Chronicling Loss prend également au sérieux les politiques et les contradictions de la numérisation pour repenser l’avenir de la Méditerranée. Si les outils numériques permettent la circulation de voix marginalisées au-delà des canaux officiels, ils sont aussi sensibles à la censure, à la dégradation technologique et à l’effondrement des infrastructures, en particulier dans les contextes marqués par le déplacement, la dévastation et l’inégalité d’accès à la technologie. Le projet s’interroge donc sur la manière dont les archives numériques s’appuient sur les mémoires locales, le savoir incarné et le travail communautaire pour leur création et leur survie. Il s’interroge sur ce qui se passe lorsque les conditions de base qui permettent l’archivage — des maisons stables, des bâtiments intacts, un stockage sûr — ont été anéanties.

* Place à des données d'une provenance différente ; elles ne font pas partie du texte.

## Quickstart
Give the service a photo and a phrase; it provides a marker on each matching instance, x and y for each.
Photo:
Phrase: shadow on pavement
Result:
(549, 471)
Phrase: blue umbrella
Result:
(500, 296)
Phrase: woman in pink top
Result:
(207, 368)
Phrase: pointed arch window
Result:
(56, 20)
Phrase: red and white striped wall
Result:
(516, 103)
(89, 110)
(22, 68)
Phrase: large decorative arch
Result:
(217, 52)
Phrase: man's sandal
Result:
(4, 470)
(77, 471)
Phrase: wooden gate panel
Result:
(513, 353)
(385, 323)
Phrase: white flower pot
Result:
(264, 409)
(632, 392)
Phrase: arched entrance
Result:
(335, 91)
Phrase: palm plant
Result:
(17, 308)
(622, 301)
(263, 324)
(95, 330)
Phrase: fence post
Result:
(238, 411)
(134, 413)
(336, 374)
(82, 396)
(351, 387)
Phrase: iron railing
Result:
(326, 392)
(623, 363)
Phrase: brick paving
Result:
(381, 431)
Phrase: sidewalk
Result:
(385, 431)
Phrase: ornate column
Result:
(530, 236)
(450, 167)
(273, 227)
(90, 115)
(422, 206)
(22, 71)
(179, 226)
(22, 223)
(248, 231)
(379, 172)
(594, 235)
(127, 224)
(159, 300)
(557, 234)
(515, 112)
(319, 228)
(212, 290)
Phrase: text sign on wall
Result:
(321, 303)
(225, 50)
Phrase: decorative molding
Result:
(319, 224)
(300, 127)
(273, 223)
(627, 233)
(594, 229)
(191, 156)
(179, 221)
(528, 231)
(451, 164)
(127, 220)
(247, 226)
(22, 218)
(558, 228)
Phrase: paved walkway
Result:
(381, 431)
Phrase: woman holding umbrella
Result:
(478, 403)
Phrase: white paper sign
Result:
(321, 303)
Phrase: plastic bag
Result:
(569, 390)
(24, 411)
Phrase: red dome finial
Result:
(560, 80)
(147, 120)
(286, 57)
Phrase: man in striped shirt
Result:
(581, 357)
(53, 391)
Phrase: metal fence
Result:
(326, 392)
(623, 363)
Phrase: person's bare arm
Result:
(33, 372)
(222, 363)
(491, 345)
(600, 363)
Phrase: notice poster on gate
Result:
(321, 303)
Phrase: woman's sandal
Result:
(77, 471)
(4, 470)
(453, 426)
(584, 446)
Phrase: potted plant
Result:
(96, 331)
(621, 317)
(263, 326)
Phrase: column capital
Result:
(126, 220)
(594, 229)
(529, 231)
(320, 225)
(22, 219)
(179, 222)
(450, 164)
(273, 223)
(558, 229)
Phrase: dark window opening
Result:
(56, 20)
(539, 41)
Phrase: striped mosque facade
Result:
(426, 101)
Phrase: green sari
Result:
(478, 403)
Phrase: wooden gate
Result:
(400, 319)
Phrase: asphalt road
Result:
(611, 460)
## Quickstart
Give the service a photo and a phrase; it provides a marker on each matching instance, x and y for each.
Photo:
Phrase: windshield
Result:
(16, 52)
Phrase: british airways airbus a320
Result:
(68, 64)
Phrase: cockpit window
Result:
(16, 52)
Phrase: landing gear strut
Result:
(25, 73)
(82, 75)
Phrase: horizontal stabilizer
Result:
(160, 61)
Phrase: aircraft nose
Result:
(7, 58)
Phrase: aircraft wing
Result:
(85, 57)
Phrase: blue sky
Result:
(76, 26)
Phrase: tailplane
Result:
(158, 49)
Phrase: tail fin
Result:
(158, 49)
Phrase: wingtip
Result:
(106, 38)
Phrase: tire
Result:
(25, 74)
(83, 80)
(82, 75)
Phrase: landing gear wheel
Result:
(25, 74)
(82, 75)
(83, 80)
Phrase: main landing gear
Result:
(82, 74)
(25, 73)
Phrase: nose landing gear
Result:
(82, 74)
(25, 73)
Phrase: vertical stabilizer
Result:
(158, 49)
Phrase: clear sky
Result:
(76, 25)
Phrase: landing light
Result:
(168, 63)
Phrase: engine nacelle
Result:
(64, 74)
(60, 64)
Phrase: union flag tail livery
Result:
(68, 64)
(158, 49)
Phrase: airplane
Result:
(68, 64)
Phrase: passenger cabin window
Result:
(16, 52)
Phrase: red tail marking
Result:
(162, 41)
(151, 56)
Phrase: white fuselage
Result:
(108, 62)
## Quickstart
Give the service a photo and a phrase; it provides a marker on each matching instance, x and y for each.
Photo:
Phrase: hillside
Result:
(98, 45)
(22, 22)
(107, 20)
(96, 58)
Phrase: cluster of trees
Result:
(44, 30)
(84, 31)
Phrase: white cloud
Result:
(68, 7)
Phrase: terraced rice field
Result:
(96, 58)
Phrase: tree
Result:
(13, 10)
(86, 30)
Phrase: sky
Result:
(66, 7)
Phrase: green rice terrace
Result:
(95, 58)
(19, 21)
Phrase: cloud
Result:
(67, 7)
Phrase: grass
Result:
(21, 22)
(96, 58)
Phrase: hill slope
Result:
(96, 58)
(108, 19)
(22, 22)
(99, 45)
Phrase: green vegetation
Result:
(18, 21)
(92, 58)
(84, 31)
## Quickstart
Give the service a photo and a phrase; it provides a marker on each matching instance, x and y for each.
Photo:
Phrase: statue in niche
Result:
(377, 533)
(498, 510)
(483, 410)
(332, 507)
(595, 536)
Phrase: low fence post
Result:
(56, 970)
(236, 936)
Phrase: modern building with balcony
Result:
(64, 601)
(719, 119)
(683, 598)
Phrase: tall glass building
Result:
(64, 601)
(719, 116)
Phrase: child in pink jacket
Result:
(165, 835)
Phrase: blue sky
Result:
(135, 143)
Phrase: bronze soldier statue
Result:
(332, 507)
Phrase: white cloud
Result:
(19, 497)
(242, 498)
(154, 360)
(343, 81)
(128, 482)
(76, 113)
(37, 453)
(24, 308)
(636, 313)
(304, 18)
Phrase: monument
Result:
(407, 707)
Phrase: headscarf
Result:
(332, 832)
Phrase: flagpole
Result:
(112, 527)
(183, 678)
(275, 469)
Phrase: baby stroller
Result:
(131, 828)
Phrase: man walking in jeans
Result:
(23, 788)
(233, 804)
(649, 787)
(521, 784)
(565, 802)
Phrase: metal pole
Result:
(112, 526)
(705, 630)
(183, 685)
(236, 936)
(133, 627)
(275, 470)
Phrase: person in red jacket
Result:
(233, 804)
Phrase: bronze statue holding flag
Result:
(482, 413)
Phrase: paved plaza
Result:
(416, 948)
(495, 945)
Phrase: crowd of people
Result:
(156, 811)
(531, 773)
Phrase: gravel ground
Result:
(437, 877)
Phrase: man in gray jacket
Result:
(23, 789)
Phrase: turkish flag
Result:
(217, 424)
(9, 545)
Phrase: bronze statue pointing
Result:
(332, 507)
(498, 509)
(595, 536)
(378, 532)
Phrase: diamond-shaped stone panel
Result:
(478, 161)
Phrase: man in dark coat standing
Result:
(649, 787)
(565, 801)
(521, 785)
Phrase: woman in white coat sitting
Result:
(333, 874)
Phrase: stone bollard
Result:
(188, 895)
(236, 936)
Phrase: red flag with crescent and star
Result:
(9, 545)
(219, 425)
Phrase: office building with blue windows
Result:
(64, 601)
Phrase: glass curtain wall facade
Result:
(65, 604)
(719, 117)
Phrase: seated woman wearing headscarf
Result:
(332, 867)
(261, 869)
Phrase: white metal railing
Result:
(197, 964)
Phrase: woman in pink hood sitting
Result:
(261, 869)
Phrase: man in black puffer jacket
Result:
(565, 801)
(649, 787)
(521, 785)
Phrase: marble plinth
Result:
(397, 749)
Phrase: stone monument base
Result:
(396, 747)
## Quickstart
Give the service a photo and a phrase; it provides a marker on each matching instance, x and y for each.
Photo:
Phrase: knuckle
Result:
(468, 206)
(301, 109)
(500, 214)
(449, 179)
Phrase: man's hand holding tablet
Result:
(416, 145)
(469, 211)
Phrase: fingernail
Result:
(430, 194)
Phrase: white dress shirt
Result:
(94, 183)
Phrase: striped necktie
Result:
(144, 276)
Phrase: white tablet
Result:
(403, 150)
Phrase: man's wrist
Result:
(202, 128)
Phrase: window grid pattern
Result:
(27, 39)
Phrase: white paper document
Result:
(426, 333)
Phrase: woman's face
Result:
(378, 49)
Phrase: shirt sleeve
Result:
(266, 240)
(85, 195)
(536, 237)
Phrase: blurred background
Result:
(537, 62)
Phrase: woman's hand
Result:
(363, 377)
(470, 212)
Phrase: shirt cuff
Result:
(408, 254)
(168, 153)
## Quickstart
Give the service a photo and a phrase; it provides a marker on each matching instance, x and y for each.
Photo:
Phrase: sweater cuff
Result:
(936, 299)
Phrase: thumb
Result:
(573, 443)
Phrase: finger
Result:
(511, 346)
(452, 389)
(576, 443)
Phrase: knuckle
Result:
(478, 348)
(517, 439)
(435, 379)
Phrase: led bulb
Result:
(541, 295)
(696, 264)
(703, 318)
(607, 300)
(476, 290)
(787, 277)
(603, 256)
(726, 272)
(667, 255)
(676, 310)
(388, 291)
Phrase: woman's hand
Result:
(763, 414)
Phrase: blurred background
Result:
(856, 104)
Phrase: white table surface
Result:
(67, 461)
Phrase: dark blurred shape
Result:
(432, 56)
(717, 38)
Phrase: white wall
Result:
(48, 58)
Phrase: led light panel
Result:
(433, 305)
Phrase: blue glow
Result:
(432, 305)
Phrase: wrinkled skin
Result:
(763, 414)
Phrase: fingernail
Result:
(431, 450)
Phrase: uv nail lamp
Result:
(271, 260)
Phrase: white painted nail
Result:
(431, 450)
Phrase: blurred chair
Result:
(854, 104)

Bien qu’ancré dans la spécificité d’Antakya, ce projet s’inscrit dans une dynamique plus large à travers la région méditerranéenne, où le changement environnemental, la transformation urbaine et le pluralisme interreligieux s’entrecroisent avec l’histoire de la perte. Il propose de comprendre les archives non seulement comme des outils de préservation du passé, mais aussi comme des technologies de l’avenir façonnées par l’imagination et le travail de ceux qui refusent de disparaître. Ce faisant, Chronicling Loss ouvre de nouvelles voies à la recherche anthropologique et culturelle. À une époque marquée par l’effondrement du climat, l’autoritarisme, la guerre et les déplacements massifs, la façon dont les gens transforment la perte en connaissance — et la mémoire en action — exige une attention urgente et soutenue.
biographie
Seçil Dağtaş est professeur associé d’anthropologie à l’université de Waterloo et codirige le pôle Migration, Mobilités et Politiques sociales à la Balsillie School of International Affairs. Elle est titulaire d’un doctorat de l’université de Toronto – où elle a été boursière Vanier et Connaught -, d’une maîtrise de l’université York et d’une licence de l’université Boğaziçi. Anthropologue politique, Mme Dağtaş est spécialisée dans les questions de genre, de gouvernance laïque et de politique quotidienne de la diversité religieuse, avec un accent régional sur la Turquie et la Méditerranée orientale. Son travail explore la façon dont les déplacements, le nationalisme et les politiques des minorités façonnent la vie sociale et a été publié dans Cultural Anthropology, Social Politics, IJMES, Anthropological Quarterly et Journal of Refugee Studies. Son premier livre, Under the Same Sky (Penn Press, 2025), examine la vie multireligieuse le long des frontières turco-syriennes. Les recherches de Seçil Dağtaş ont été soutenues par le Conseil de recherches en sciences humaines du Canada et la Regional Studies Association. Elle a été boursière en France et au Canada, a reçu le Sakıp Sabancı International Research Award et fait partie de la cohorte inaugurale du Being Human Institute de l’université de l’Indiana.